110 Herculis

Observation data Epoch J2000 Equinox ICRS
- Constellation: Hercules
- Right ascension: 18^{h} 45^{m} 39.72570^{s}
- Declination: +20° 32′ 46.7171″
- Apparent magnitude (V): 4.19

Characteristics
- Evolutionary stage: main sequence
- Spectral type: F6V
- U−B color index: +0.005
- B−V color index: +0.45

Astrometry
- Radial velocity (R_{v}): 23.37±0.1 km/s
- Proper motion (μ): RA: −8.87 mas/yr Dec.: −334.56 mas/yr
- Parallax (π): 52.06±0.25 mas
- Distance: 62.7 ± 0.3 ly (19.21 ± 0.09 pc)
- Absolute magnitude (M_{V}): 2.77

Details
- Mass: 1.4–1.7 M_{☉}
- Radius: 2.005±0.042 R_{☉}
- Luminosity: 5.68±0.25 L_{☉}
- Surface gravity (log g): 3.93±0.02 cgs
- Temperature: 6,303±21 K
- Metallicity [Fe/H]: +0.04 dex
- Rotation: <7.2 days
- Rotational velocity (v sin i): 14.08 km/s
- Age: 1.6–4.7 Gyr
- Other designations: BD+20°3926, FK5 703, GJ 725.2, GJ 9635, HD 173667, HIP 92043, HR 7061, SAO 86406

Database references
- SIMBAD: data
- ARICNS: data

= 110 Herculis =

Star in the constellation Hercules

110 Herculis (abbreviated to 110 Her) is a star in the northern constellation of Hercules. Its apparent magnitude is 4.19, and it can be faintly seen with the naked eye, according to the Bortle scale. Based on parallax estimates made by the Hipparcos spacecraft, the star is located fairly close, about 62.7 light-years (19.21 parsecs) away.

110 Herculis has a spectrum matching that of an F-type main-sequence star.
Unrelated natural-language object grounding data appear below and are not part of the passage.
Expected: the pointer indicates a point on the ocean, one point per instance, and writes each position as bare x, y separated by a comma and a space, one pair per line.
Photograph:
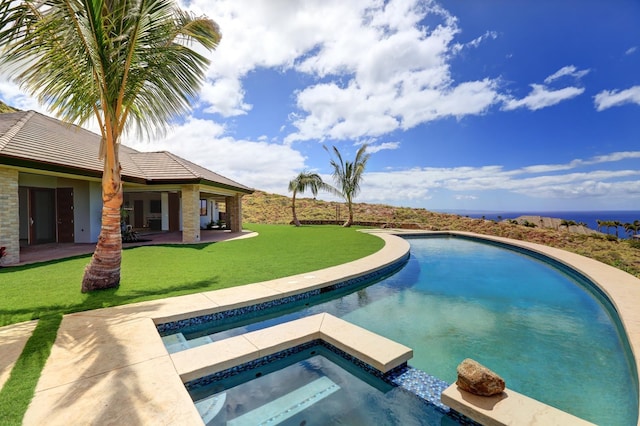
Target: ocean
588, 217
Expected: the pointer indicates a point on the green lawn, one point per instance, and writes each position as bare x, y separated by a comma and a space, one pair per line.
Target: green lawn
49, 290
153, 272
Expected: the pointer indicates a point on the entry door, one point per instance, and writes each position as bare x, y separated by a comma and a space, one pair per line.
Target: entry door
42, 215
64, 209
174, 211
138, 214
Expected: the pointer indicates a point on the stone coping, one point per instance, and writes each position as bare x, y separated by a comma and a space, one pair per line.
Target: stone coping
375, 350
507, 408
110, 366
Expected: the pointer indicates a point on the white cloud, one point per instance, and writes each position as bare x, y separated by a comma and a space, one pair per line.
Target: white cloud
569, 70
542, 97
13, 96
610, 98
224, 96
257, 164
373, 148
414, 186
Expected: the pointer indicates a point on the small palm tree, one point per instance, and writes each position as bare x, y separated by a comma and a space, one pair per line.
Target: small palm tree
306, 180
118, 61
347, 176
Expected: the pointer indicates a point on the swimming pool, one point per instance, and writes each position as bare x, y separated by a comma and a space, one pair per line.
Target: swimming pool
533, 324
313, 386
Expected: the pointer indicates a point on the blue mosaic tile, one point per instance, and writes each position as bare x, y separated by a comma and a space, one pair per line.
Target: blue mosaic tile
416, 382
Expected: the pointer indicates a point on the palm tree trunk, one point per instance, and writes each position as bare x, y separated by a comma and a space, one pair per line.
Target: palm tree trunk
104, 269
349, 221
296, 222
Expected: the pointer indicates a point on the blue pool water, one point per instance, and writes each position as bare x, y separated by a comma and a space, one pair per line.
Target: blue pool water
314, 387
533, 324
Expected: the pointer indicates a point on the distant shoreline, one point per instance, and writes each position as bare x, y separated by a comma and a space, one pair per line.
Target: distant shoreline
587, 217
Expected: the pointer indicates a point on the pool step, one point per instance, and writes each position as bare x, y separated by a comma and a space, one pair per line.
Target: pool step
199, 341
288, 405
209, 407
177, 342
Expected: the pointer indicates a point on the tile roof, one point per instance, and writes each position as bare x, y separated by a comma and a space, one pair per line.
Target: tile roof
46, 143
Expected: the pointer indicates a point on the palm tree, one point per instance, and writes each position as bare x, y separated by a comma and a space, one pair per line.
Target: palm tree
347, 176
306, 180
121, 62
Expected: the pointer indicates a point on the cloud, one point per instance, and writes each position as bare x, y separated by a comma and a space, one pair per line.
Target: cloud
476, 41
373, 148
414, 186
257, 164
610, 98
542, 97
569, 70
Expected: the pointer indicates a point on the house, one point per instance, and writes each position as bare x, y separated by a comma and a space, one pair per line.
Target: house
50, 187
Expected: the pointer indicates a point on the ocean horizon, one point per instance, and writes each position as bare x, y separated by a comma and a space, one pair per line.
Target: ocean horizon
589, 217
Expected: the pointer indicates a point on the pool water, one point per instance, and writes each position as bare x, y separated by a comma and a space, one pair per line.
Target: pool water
311, 388
535, 325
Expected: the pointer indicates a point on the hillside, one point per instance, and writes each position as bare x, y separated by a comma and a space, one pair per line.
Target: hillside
261, 207
6, 108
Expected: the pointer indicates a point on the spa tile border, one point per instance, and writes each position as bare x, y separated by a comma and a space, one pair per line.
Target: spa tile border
416, 382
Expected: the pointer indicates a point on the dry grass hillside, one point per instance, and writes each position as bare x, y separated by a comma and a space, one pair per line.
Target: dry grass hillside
261, 207
6, 108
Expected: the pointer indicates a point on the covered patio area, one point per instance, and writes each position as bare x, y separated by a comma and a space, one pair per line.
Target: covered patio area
54, 251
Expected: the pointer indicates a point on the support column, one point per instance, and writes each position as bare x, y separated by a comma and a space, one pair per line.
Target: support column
164, 203
9, 216
234, 212
190, 213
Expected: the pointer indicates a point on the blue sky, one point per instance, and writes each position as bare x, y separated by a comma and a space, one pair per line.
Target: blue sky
487, 105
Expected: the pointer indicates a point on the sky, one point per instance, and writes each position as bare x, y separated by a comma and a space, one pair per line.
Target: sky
489, 105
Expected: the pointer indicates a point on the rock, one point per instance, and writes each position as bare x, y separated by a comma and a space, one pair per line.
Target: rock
477, 379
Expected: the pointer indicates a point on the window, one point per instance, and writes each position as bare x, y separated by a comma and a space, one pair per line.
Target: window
155, 206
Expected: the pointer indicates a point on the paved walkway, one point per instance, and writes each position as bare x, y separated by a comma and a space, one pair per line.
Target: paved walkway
109, 366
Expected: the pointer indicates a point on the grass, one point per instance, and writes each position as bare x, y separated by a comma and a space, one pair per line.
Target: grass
261, 207
48, 290
18, 390
153, 272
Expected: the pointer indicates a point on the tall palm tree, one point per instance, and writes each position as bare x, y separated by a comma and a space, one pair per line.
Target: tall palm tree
306, 180
121, 62
347, 176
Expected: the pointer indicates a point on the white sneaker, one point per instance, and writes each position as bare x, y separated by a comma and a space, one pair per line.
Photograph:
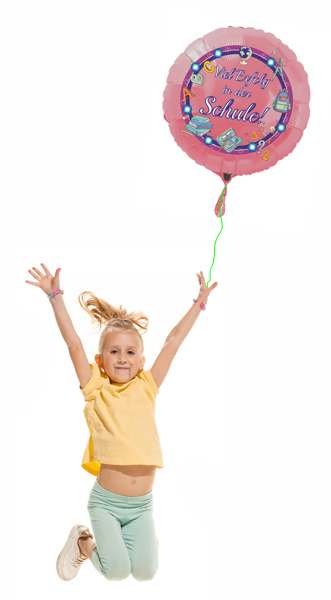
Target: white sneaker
69, 560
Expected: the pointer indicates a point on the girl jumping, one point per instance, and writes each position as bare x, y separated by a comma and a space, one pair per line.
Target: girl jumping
124, 449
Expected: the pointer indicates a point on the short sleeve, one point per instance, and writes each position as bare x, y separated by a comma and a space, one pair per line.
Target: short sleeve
95, 382
148, 379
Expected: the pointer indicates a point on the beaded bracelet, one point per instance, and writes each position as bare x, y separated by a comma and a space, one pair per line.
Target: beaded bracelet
55, 293
202, 306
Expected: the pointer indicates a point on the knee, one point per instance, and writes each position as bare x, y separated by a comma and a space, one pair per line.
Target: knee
144, 573
117, 572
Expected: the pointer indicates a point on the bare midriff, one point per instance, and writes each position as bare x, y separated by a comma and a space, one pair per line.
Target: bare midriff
127, 480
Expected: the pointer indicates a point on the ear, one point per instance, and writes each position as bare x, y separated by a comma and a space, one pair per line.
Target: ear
98, 360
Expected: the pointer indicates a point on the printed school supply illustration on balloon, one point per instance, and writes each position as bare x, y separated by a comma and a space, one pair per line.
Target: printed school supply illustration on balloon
244, 98
282, 101
229, 140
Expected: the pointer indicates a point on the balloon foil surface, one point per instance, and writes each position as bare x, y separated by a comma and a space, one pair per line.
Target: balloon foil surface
237, 101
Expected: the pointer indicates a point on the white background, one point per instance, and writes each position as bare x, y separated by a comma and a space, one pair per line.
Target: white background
242, 507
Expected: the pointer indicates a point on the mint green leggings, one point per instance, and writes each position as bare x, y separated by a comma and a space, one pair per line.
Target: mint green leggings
124, 532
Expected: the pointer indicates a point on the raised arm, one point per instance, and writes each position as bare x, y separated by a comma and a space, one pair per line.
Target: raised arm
49, 284
178, 334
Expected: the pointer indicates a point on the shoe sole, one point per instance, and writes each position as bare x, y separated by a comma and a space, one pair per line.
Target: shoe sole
73, 531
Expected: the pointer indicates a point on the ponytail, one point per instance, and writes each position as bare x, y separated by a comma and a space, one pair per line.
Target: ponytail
103, 313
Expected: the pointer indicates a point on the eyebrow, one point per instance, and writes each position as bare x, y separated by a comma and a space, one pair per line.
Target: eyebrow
116, 346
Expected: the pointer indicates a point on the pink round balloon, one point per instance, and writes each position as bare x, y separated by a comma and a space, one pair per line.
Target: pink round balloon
237, 101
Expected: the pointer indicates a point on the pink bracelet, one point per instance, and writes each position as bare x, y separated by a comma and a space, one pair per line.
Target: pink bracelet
202, 306
55, 293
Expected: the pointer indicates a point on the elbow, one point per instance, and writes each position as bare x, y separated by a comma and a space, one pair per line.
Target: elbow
74, 344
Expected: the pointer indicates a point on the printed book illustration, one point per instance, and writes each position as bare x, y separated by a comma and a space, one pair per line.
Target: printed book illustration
282, 101
199, 125
229, 140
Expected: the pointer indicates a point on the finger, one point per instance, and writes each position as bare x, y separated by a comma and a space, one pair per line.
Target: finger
45, 269
33, 283
39, 273
33, 274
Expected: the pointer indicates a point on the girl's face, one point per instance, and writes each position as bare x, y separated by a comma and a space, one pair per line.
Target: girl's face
121, 357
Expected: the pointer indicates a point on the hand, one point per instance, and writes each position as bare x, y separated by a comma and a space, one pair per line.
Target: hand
47, 283
204, 291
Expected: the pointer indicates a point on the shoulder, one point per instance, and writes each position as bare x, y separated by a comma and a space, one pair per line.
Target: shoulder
98, 379
147, 378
It is about 1.4 to 1.7 times more massive than the Sun, and about two times wider than the Sun. Its effective temperature is about 6400 K. An infrared excess has been detected, indicating the presence of a circumstellar disk.

110 Herculis is the 17th-brightest star in the constellation. It is located in the sky about halfway between Rasalhague in Ophiuchus and Albireo in Cygnus, offset a trifle west. 110 Herculis, along with its apparent neighbors 111 Herculis, 112 Herculis, and 113 Herculis lie close to the eastern edge of the constellation of Hercules.